The FSB, with the Basel Committee, have assessed the macroeconomic impact of the transition to the stronger capital and liquidity standards. They concluded that the transition to stronger capital and liquidity standards is likely to have a modest impact on aggregate output, to set against the clear net long-term economic benefits from raising standards. The final report of the Macroeconomic Assessment Group will be published later this year.

Addressing systemically important financial institutions

The FSB is developing policy approaches for addressing the “too big to fail” problems associated with systemically important financial institutions (SIFIs). The policy framework to reduce the moral hazard from SIFIs will include the following elements:

  • improved capacity to resolve SIFIs without disruption to the financial system and without taxpayer support.
  • additional loss absorption capacity for global SIFIs beyond the Basel II minimum standards, which could include combinations of capital surcharges, contingent capital and bail-in debt.
  • increased intensity of SIFI supervision.
  • higher robustness standards for core financial infrastructure, including central counterparties to reduce contagion risk in the OTC derivatives market.
  • a mutual policy review process to promote consistent national policies.

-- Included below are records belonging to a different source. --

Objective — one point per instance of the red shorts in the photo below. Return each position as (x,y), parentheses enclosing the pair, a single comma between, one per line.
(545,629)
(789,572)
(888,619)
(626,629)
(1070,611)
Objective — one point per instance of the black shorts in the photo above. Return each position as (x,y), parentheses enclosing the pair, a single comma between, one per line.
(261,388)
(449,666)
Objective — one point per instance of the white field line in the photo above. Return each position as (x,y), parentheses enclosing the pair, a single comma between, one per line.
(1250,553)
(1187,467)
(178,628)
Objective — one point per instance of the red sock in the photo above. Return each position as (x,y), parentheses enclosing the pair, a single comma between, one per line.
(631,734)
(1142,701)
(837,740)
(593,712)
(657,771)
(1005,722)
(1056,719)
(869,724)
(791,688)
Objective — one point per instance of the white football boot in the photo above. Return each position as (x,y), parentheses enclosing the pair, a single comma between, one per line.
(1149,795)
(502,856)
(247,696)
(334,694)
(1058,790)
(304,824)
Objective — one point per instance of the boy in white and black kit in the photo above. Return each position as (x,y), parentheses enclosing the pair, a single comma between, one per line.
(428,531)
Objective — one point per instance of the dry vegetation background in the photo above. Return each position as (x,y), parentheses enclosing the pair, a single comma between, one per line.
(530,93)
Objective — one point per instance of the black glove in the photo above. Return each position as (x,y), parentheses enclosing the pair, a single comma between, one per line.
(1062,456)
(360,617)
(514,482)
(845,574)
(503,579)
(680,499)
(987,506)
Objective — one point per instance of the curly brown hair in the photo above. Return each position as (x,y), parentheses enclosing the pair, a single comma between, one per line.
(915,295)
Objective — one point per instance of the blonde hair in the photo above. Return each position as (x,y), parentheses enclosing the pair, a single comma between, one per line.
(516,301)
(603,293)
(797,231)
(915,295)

The FSB will publish recommendations in November.

Implementing central clearing and trade reporting of OTC derivatives

An FSB Working Group is developing recommendations to achieve the G20’s commitments to improve transparency, mitigate systemic risk and protect against market abuse in the over-the-counter (OTC) derivatives market. The recommendations will promote consistent implementation across jurisdictions of measures to increase standardisation, central clearing and, where appropriate, exchange or electronic platform trading, and to have all OTC derivatives contracts reported to trade repositories. The report and recommendations will be published in November.

Reducing reliance on CRA ratings

The FSB is developing principles to reduce authorities’ and financial institutions’ reliance on credit rating agency (CRA) ratings. The goal of the principles is to reduce the cliff effects from CRA ratings that can amplify procyclicality and cause systemic disruption.

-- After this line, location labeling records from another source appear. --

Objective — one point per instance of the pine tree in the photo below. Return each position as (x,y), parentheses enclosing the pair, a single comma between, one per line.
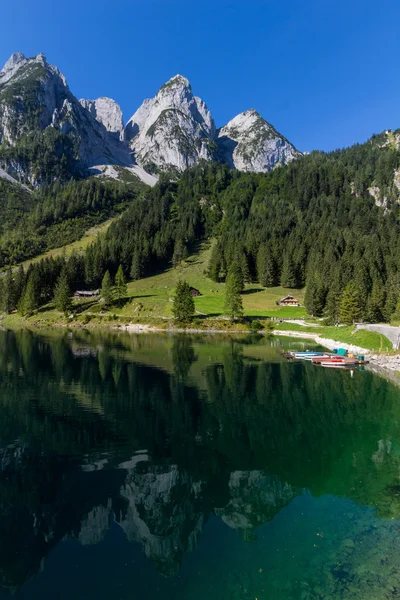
(9,292)
(350,309)
(234,286)
(136,267)
(376,303)
(62,293)
(395,319)
(333,300)
(180,253)
(19,285)
(215,264)
(314,299)
(2,298)
(29,301)
(288,275)
(266,270)
(242,259)
(183,307)
(107,291)
(120,287)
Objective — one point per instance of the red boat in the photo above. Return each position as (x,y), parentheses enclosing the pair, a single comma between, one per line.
(329,361)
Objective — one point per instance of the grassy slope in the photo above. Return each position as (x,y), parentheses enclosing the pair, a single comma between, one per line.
(154,293)
(78,246)
(149,301)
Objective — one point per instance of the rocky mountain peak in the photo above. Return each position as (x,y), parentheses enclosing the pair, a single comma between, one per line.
(173,130)
(176,81)
(15,59)
(108,113)
(249,143)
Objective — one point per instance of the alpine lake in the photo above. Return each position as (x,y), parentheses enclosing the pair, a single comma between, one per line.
(180,467)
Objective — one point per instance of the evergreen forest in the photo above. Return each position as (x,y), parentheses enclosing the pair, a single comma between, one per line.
(327,221)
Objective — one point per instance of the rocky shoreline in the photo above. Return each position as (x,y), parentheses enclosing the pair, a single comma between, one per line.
(384,364)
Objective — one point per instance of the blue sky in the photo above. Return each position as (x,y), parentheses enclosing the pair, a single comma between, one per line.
(326,73)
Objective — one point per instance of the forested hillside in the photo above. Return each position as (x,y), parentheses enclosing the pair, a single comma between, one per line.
(55,215)
(327,221)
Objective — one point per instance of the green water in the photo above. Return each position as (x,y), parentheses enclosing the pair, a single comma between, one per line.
(178,467)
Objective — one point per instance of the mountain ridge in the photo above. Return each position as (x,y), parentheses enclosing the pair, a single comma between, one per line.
(40,117)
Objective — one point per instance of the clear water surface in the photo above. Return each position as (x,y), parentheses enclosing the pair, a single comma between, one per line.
(183,468)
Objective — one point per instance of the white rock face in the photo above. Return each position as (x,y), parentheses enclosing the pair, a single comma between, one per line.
(170,132)
(26,81)
(107,112)
(249,143)
(174,130)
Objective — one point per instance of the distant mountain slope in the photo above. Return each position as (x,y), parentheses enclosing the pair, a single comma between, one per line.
(174,130)
(249,143)
(47,134)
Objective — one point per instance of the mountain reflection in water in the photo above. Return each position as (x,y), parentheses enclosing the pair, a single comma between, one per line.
(176,443)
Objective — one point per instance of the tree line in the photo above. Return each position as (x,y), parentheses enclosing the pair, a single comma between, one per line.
(313,223)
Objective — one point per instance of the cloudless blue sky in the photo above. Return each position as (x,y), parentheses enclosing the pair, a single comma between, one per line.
(326,73)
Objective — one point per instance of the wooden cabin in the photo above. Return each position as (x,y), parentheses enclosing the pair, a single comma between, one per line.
(195,292)
(289,301)
(87,294)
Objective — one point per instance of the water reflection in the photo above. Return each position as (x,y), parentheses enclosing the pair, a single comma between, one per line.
(159,436)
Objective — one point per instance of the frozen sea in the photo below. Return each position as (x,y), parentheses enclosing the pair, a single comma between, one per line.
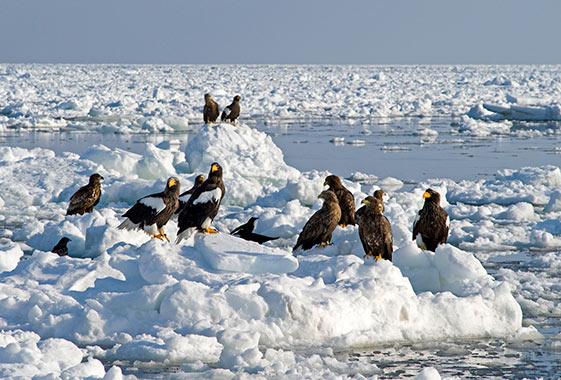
(487,305)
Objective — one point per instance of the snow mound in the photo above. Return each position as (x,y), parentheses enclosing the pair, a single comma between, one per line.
(24,355)
(253,165)
(9,257)
(243,256)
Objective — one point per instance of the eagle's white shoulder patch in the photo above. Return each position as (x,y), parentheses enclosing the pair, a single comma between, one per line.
(417,216)
(209,196)
(154,202)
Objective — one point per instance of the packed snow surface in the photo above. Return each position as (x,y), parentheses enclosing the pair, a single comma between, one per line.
(168,98)
(218,304)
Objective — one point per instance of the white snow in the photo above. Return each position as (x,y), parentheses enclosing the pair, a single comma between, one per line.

The principles, to be issued later this month, will call on authorities to reduce reliance on CRA ratings in rules and regulations, in order to reduce mechanistic market reliance on those ratings. Accordingly, authorities should assess references to CRA ratings in laws and regulations and, wherever possible, remove them or replace them by suitable alternative standards of creditworthiness. The principles will set out the direction of change needed and ask standard-setters and regulators to follow up by defining the more specific actions that will be needed to implement the changes.

Peer reviews

The FSB has published its peer review on Mexico—the first country peer review report to be completed under the FSB Framework for Strengthening Adherence to International Standards.

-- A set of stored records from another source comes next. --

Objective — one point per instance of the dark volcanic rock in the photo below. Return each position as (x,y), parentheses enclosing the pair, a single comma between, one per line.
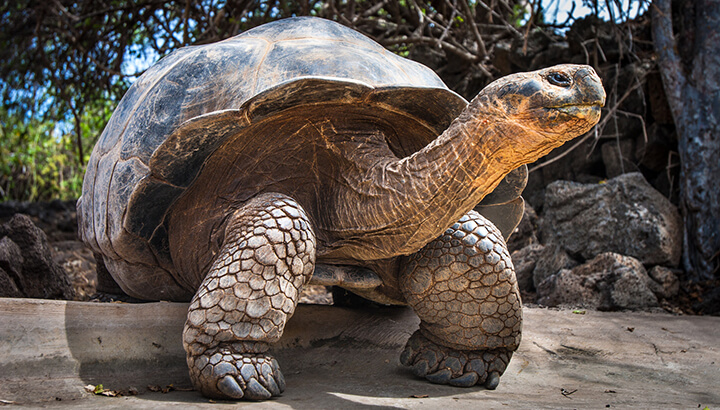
(27,263)
(608,282)
(550,261)
(625,215)
(524,261)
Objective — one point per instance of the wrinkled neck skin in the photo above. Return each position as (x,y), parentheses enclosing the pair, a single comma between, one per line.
(413,200)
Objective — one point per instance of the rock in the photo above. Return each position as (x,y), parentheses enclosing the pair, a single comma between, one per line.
(32,270)
(665,282)
(608,282)
(618,157)
(525,233)
(524,261)
(625,215)
(550,261)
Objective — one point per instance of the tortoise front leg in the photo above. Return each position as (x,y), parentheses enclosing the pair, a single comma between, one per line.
(463,287)
(247,297)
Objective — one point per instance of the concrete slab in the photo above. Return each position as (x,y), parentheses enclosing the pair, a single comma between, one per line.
(340,358)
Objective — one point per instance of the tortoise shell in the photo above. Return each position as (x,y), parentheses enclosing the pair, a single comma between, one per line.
(184,107)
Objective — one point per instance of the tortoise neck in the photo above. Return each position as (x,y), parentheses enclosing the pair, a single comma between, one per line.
(405,203)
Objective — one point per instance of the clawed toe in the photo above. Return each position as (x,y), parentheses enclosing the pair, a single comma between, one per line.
(443,365)
(236,376)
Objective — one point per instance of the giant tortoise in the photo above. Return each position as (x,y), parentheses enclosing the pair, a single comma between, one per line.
(232,174)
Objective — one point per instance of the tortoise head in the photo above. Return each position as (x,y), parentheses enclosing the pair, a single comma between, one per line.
(558,103)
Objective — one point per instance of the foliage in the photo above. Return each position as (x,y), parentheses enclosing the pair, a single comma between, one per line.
(38,161)
(64,62)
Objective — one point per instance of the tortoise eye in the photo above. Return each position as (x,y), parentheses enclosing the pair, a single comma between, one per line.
(559,79)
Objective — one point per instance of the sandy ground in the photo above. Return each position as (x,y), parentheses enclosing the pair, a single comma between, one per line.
(343,358)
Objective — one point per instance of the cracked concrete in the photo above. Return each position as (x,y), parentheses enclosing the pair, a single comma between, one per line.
(340,358)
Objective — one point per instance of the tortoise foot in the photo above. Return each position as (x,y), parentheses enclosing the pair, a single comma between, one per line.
(222,374)
(462,368)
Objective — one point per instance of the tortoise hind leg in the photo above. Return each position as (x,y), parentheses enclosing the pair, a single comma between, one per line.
(243,304)
(463,287)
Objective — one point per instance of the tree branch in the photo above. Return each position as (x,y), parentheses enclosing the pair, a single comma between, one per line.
(668,59)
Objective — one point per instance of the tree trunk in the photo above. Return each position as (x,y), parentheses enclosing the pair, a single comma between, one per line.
(693,91)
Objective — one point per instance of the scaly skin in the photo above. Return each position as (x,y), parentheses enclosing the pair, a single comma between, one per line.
(463,287)
(247,297)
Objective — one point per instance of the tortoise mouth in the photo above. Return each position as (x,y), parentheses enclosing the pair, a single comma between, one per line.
(581,110)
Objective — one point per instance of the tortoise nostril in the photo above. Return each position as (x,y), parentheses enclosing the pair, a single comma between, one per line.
(559,79)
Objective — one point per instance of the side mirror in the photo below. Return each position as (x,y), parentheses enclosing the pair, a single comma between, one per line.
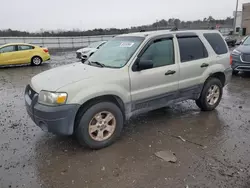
(144,64)
(238,43)
(83,60)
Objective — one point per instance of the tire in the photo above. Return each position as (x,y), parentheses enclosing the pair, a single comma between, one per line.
(36,61)
(235,72)
(86,118)
(214,88)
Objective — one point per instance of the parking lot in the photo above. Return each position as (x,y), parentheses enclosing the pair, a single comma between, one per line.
(213,152)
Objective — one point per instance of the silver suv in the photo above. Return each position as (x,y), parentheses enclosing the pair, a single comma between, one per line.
(131,74)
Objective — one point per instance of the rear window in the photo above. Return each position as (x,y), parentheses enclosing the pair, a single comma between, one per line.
(217,43)
(191,48)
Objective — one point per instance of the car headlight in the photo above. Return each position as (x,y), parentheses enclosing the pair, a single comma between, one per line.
(236,52)
(52,98)
(87,51)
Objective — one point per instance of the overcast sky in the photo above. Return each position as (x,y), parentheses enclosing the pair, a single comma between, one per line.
(33,15)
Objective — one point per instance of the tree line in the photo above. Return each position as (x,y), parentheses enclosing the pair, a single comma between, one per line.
(206,23)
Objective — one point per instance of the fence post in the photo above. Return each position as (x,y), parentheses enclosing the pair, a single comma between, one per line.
(43,42)
(59,42)
(89,40)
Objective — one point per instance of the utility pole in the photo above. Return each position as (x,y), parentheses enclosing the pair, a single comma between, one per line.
(235,16)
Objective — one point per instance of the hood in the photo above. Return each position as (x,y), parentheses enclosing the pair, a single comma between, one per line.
(55,78)
(86,49)
(244,49)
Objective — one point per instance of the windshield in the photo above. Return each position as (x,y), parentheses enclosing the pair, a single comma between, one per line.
(247,41)
(117,51)
(95,44)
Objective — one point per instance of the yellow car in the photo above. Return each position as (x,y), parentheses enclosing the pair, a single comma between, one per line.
(20,53)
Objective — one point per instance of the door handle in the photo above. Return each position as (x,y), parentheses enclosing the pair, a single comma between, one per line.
(204,65)
(170,72)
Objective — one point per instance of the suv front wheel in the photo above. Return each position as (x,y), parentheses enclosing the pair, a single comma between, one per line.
(100,125)
(211,95)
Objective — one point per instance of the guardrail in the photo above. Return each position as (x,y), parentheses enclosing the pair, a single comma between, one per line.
(57,42)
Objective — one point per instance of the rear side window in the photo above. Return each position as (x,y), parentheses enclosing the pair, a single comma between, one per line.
(191,48)
(8,49)
(25,47)
(217,43)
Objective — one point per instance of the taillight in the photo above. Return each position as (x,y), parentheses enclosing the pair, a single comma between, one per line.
(45,50)
(231,59)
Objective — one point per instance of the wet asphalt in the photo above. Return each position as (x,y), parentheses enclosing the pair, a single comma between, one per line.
(216,152)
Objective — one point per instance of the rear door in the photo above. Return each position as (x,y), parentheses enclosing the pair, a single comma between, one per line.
(152,88)
(193,62)
(24,54)
(220,48)
(7,54)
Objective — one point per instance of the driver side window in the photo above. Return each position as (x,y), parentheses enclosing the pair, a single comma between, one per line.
(8,49)
(160,52)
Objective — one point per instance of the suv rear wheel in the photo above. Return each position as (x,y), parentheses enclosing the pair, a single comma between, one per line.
(100,125)
(211,95)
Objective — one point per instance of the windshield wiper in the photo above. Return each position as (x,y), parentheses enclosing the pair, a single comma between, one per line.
(97,63)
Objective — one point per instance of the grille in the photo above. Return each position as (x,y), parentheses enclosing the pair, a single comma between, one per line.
(30,92)
(246,57)
(78,55)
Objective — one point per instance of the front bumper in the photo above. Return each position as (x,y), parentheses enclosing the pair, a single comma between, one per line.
(79,55)
(55,119)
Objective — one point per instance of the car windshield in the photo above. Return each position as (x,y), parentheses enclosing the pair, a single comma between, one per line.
(247,41)
(117,51)
(95,44)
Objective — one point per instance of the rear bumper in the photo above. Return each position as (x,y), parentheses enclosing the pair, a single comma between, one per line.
(58,120)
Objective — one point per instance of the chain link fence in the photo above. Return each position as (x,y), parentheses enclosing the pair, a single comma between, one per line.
(56,42)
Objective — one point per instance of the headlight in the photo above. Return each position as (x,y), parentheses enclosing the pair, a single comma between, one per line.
(236,52)
(52,98)
(84,52)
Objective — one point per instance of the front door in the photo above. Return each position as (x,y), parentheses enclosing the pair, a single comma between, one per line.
(153,87)
(7,55)
(24,54)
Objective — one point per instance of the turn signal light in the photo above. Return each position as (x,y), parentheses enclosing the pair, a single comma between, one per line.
(45,50)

FSB peer reviews are intended to complement and support the IMF-World Bank Financial Sector Assessment Program (FSAPs). FSB members have committed to undergo periodic country and thematic peer reviews focused on the implementation of financial sector standards and policies agreed within the FSB. The next two country peer reviews, for Italy and Spain, are underway and will be completed in early 2011. The first FSB thematic review, on compensation practices, was completed in March 2010. Two further thematic reviews are currently underway – on risk disclosures and on mortgage underwriting practices – and a follow-up review of compensation practices will take place in the second quarter of 2011.

Regional outreach

The FSB will establish outreach arrangements with non-member authorities, through the establishment of regional groups comprising member and non-member authorities. It is designing the potential operational arrangements for these groups, including the information sharing and consultative roles that they could play. A detailed proposal on those arrangements will be further discussed at the next FSB Plenary meeting, to take place on 20 October in Seoul. The regional groups’ first meetings will take place in 2011.